The elderly frigate Alborz, a 1969-built Alvand class frigate supplied by the UK to pre-revolution Iran, and since upgraded with modern systems, lends an element of uncertainty and suspicion to an already uncertain situation in one of the world’s most important waterways.

Alborz is not the only Iranian asset in the Red Sea. Also present is the replenishment ship IRIS Behshad, which some consider is being used more as a spy ship than for basic replenishing.

Russian maritime interest in Sudan

This is not the first time in recent years that a foreign nation has shown interest in establishing a naval presence on the coast of Sudan. In 2017 it was reported that agreements had been reached for Russia to establish a military base at Port Sudan.

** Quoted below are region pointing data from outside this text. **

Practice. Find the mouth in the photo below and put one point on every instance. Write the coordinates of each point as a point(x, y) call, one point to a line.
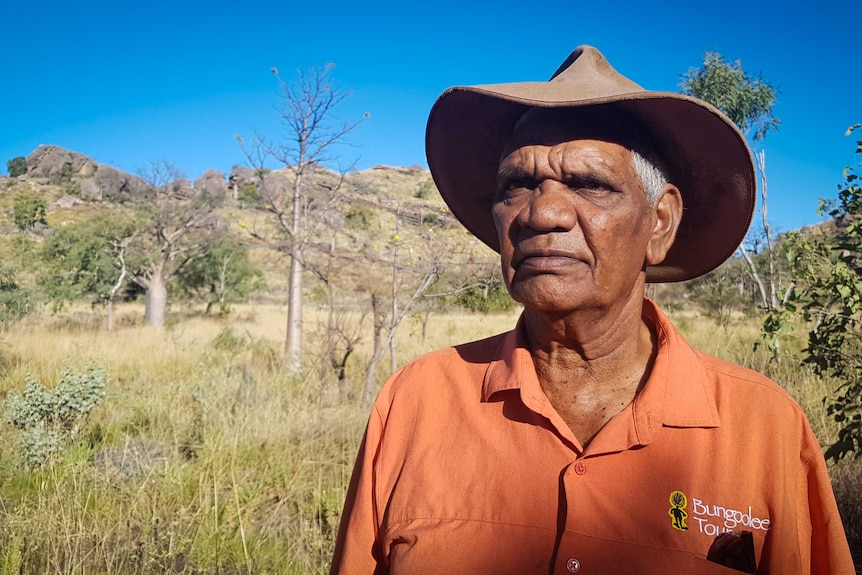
point(546, 260)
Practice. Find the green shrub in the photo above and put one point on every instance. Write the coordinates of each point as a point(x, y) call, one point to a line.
point(48, 420)
point(15, 300)
point(17, 166)
point(424, 190)
point(28, 211)
point(476, 299)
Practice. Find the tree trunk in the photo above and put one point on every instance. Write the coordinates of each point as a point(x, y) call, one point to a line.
point(293, 339)
point(293, 342)
point(110, 309)
point(156, 301)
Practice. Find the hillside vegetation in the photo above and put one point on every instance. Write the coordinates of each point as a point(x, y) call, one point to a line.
point(195, 447)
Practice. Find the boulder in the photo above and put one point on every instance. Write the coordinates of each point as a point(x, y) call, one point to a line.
point(58, 164)
point(114, 183)
point(90, 190)
point(211, 183)
point(65, 203)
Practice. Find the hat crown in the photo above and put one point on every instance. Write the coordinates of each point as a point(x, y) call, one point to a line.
point(587, 70)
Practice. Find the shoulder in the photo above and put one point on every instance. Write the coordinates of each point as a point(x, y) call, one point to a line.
point(745, 381)
point(748, 402)
point(439, 374)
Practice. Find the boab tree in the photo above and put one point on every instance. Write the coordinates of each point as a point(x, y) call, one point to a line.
point(179, 225)
point(88, 259)
point(748, 100)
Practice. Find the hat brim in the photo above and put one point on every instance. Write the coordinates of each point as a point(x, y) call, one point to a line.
point(703, 153)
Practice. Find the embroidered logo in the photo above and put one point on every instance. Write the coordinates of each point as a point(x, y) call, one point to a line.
point(677, 512)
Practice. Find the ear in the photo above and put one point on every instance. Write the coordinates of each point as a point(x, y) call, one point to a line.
point(668, 212)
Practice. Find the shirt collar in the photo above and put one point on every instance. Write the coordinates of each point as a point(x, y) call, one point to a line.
point(675, 395)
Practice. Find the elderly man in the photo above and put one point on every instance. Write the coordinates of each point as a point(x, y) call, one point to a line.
point(591, 438)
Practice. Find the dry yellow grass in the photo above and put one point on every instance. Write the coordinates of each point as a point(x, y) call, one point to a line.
point(208, 458)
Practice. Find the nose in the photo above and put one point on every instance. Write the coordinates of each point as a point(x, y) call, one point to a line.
point(551, 208)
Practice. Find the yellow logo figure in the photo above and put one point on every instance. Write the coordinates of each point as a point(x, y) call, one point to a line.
point(678, 503)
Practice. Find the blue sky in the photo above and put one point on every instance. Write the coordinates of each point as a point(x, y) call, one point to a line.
point(132, 82)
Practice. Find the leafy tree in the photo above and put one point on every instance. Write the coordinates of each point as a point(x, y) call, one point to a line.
point(17, 166)
point(87, 260)
point(748, 100)
point(827, 270)
point(178, 227)
point(223, 275)
point(29, 210)
point(15, 300)
point(719, 292)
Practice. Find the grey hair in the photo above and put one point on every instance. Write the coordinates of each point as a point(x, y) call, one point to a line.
point(651, 176)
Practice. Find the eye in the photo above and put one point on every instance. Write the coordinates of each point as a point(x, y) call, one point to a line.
point(590, 186)
point(514, 186)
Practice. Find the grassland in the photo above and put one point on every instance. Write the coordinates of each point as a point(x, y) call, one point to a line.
point(207, 458)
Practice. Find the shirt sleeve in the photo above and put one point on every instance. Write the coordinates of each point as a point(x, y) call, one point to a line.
point(357, 549)
point(828, 551)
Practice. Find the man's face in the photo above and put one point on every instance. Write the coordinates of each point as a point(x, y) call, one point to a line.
point(572, 217)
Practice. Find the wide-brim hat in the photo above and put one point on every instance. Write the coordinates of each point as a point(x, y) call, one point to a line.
point(701, 151)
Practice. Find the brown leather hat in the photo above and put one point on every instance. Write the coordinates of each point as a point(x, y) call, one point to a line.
point(700, 149)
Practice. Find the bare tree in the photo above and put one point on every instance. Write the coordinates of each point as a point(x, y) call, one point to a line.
point(310, 134)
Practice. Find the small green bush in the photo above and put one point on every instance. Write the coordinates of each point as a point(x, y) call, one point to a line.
point(15, 300)
point(17, 166)
point(478, 300)
point(424, 190)
point(28, 211)
point(48, 420)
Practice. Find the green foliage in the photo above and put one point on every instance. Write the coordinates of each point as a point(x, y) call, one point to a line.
point(17, 166)
point(718, 292)
point(15, 300)
point(247, 193)
point(28, 211)
point(48, 420)
point(424, 190)
point(358, 218)
point(828, 293)
point(84, 260)
point(493, 299)
point(746, 99)
point(223, 275)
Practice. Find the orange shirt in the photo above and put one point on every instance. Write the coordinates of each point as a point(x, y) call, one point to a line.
point(466, 468)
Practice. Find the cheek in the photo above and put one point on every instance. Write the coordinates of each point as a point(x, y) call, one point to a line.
point(599, 221)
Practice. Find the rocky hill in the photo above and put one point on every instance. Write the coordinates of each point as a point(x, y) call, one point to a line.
point(373, 206)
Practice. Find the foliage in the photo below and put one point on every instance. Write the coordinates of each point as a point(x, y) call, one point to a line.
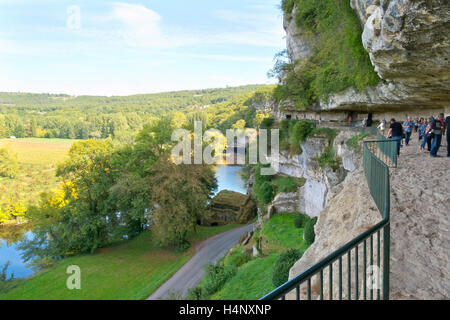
point(353, 142)
point(339, 60)
point(301, 220)
point(283, 264)
point(309, 234)
point(267, 123)
point(287, 184)
point(8, 164)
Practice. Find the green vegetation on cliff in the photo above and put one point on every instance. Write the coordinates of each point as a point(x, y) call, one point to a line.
point(339, 60)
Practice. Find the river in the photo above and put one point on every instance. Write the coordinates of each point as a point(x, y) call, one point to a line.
point(228, 178)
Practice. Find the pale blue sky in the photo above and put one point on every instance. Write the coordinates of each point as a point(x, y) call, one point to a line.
point(129, 47)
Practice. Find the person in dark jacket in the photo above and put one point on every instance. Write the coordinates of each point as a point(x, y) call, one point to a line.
point(447, 127)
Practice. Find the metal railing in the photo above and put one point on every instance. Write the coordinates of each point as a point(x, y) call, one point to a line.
point(369, 281)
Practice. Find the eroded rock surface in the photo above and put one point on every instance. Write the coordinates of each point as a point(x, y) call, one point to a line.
point(409, 46)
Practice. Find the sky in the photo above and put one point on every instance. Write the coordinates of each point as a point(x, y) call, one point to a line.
point(102, 47)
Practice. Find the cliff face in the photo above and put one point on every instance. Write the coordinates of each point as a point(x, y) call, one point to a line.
point(409, 46)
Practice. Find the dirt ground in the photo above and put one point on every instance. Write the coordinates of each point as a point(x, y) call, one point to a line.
point(420, 228)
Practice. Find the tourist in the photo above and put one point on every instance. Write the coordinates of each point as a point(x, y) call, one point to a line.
point(428, 135)
point(421, 131)
point(438, 127)
point(408, 126)
point(396, 133)
point(364, 123)
point(382, 126)
point(447, 126)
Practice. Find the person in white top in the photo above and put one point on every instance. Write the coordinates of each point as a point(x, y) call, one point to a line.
point(382, 126)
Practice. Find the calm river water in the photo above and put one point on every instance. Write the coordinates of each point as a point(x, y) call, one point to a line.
point(228, 178)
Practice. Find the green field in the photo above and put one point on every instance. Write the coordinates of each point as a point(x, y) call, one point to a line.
point(37, 159)
point(130, 271)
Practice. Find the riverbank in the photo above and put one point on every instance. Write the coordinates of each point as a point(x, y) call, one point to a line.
point(129, 271)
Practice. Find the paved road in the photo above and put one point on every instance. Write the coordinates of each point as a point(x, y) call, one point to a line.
point(192, 272)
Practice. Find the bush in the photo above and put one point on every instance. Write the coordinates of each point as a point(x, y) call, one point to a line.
point(195, 294)
point(339, 60)
point(308, 233)
point(216, 276)
point(283, 264)
point(8, 164)
point(237, 259)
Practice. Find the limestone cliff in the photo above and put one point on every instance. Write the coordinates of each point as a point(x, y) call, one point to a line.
point(409, 45)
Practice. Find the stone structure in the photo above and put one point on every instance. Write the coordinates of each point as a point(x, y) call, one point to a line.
point(230, 207)
point(409, 45)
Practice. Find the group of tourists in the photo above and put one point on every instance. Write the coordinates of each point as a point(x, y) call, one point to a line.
point(430, 132)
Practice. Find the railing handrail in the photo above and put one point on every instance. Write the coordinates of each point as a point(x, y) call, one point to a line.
point(337, 254)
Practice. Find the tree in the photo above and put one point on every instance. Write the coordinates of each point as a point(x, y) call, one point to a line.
point(240, 124)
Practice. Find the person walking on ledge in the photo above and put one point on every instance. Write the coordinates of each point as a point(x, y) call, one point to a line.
point(438, 127)
point(396, 133)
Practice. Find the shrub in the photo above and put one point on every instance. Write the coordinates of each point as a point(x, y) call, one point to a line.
point(267, 123)
point(300, 220)
point(353, 142)
point(308, 233)
point(283, 264)
point(237, 259)
point(216, 276)
point(328, 159)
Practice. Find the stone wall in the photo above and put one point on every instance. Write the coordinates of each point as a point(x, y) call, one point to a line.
point(313, 196)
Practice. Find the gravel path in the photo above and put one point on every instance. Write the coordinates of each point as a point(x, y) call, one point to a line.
point(420, 215)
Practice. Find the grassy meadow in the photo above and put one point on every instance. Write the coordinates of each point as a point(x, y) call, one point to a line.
point(128, 271)
point(37, 159)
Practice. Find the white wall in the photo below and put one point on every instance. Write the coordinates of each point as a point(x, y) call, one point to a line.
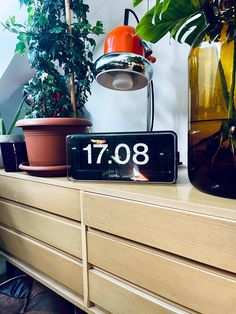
point(112, 110)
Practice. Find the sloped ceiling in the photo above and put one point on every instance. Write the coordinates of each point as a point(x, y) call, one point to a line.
point(15, 71)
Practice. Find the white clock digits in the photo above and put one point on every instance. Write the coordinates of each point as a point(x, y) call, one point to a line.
point(140, 151)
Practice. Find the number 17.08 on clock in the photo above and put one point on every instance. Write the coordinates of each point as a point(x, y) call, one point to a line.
point(139, 156)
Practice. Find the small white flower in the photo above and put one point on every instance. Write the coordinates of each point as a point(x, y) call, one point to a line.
point(43, 76)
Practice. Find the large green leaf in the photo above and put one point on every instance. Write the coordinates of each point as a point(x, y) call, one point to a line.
point(2, 126)
point(172, 16)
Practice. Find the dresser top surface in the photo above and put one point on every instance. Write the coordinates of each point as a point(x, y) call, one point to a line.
point(181, 195)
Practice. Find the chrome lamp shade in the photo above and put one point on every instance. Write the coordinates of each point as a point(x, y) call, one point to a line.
point(123, 71)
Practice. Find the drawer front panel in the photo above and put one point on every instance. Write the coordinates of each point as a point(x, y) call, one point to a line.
point(195, 236)
point(52, 198)
point(56, 231)
point(184, 283)
point(56, 265)
point(119, 298)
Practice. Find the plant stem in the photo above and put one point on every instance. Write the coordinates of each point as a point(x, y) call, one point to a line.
point(72, 75)
point(231, 108)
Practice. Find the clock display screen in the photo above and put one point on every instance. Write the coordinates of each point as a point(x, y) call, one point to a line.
point(137, 156)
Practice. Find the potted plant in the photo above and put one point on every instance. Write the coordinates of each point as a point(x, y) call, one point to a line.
point(209, 26)
point(58, 40)
point(12, 146)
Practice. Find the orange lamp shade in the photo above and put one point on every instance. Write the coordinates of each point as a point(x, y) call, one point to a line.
point(123, 39)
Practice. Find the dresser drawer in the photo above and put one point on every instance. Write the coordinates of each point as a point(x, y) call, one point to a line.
point(52, 198)
point(189, 284)
point(62, 268)
point(199, 237)
point(120, 298)
point(59, 232)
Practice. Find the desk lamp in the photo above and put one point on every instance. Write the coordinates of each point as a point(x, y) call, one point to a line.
point(126, 63)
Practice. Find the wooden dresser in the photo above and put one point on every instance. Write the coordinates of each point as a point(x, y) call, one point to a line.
point(122, 248)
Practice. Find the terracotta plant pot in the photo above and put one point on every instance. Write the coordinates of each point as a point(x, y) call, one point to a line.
point(46, 143)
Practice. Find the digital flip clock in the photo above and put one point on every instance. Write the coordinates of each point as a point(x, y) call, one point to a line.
point(134, 156)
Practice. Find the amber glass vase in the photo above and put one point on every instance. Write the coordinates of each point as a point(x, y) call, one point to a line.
point(212, 116)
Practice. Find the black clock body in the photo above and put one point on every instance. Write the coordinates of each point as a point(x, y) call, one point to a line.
point(135, 157)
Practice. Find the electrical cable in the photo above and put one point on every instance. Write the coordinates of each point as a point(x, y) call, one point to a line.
point(152, 111)
point(126, 17)
point(152, 106)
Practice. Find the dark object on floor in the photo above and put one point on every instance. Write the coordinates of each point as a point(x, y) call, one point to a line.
point(23, 294)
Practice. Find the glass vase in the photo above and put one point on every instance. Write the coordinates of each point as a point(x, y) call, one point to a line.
point(212, 116)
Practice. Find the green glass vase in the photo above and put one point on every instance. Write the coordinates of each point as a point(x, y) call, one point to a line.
point(212, 114)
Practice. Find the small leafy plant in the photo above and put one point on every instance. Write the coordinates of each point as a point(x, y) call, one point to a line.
point(3, 130)
point(58, 40)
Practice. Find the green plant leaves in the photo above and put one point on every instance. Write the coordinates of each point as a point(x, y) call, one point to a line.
point(183, 19)
point(55, 53)
point(2, 126)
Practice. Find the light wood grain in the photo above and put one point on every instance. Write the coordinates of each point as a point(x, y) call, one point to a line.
point(55, 199)
point(188, 284)
point(195, 236)
point(120, 298)
point(86, 265)
point(181, 195)
point(51, 262)
point(59, 232)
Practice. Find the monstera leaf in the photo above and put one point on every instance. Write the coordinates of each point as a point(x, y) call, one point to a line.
point(184, 20)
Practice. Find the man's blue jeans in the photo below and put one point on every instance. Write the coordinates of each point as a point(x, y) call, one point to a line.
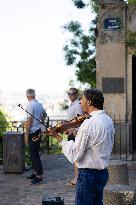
point(90, 185)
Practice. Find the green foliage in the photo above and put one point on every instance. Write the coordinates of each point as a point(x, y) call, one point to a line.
point(80, 49)
point(131, 41)
point(132, 2)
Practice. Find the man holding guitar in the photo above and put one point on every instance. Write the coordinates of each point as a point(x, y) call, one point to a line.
point(35, 111)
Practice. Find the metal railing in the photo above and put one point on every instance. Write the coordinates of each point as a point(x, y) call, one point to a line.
point(124, 143)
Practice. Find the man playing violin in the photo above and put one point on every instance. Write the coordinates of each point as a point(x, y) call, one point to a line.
point(91, 150)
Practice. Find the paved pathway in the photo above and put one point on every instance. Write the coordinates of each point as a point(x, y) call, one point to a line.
point(15, 189)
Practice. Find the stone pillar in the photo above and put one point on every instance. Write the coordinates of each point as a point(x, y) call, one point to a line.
point(118, 172)
point(111, 56)
point(119, 195)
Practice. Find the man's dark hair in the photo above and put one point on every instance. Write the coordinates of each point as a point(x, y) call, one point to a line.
point(95, 97)
point(74, 90)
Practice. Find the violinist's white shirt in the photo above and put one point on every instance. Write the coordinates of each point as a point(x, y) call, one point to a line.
point(93, 144)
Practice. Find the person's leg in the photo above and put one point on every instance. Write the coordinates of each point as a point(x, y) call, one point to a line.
point(101, 179)
point(85, 192)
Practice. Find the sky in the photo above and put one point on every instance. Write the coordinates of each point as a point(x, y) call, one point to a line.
point(31, 42)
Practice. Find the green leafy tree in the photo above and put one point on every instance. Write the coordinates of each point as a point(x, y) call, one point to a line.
point(80, 49)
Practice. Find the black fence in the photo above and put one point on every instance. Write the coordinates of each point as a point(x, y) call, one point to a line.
point(124, 143)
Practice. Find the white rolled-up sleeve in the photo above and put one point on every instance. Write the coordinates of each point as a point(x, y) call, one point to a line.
point(74, 151)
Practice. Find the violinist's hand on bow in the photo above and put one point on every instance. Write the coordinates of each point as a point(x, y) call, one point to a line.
point(55, 134)
point(71, 131)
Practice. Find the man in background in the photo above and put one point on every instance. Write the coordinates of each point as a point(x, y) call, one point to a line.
point(73, 110)
point(33, 129)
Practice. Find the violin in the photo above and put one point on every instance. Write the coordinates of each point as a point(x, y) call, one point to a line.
point(63, 126)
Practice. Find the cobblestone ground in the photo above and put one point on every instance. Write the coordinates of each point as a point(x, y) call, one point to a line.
point(15, 189)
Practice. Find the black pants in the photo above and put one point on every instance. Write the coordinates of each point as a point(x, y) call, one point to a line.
point(34, 153)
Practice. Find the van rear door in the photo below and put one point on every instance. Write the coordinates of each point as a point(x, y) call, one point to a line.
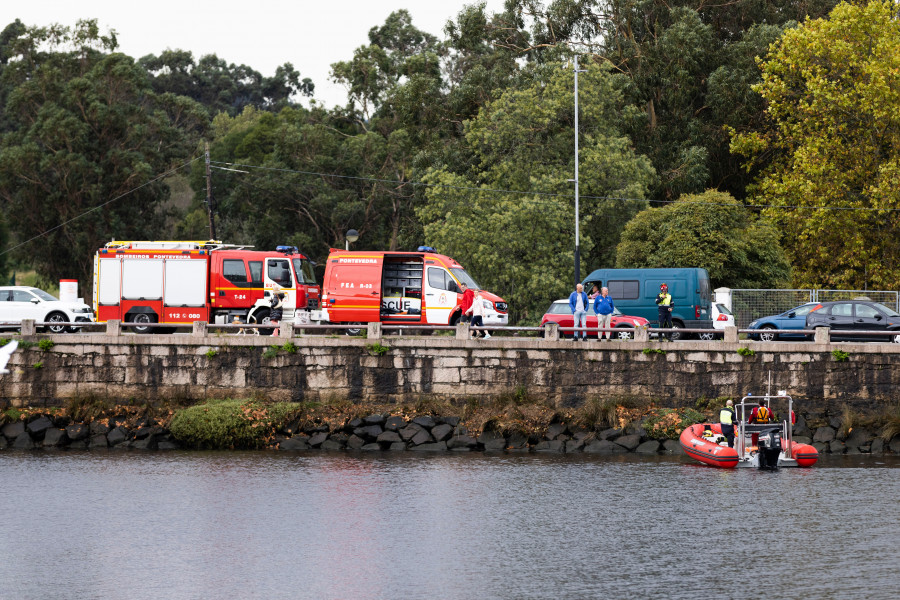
point(353, 285)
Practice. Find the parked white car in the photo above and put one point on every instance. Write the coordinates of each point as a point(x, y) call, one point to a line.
point(22, 302)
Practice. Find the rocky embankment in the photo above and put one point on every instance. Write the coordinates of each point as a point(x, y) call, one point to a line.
point(423, 433)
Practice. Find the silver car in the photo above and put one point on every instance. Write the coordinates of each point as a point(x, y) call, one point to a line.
point(21, 302)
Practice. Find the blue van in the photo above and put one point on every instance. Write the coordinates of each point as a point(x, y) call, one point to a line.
point(634, 292)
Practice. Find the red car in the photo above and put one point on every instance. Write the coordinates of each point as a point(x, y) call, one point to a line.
point(559, 312)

This was during the rule of Omar Al Bashir, following a visit by him to Moscow in 2017 and prior to his overthrow. The agreement said to have been reached was for Russia to create a base for several hundred military personnel, four naval ships including nuclear submarines, as well as support for a larger number of ships operating in the area, all for a period of 25 years.

In part exchange, Russia would equip the Sudanese military with weapons and other equipment.

This was never ratified by the Sudanese parliament and subsequently postponed indefinitely when fighting broke out between rival armed forces in April of 2023.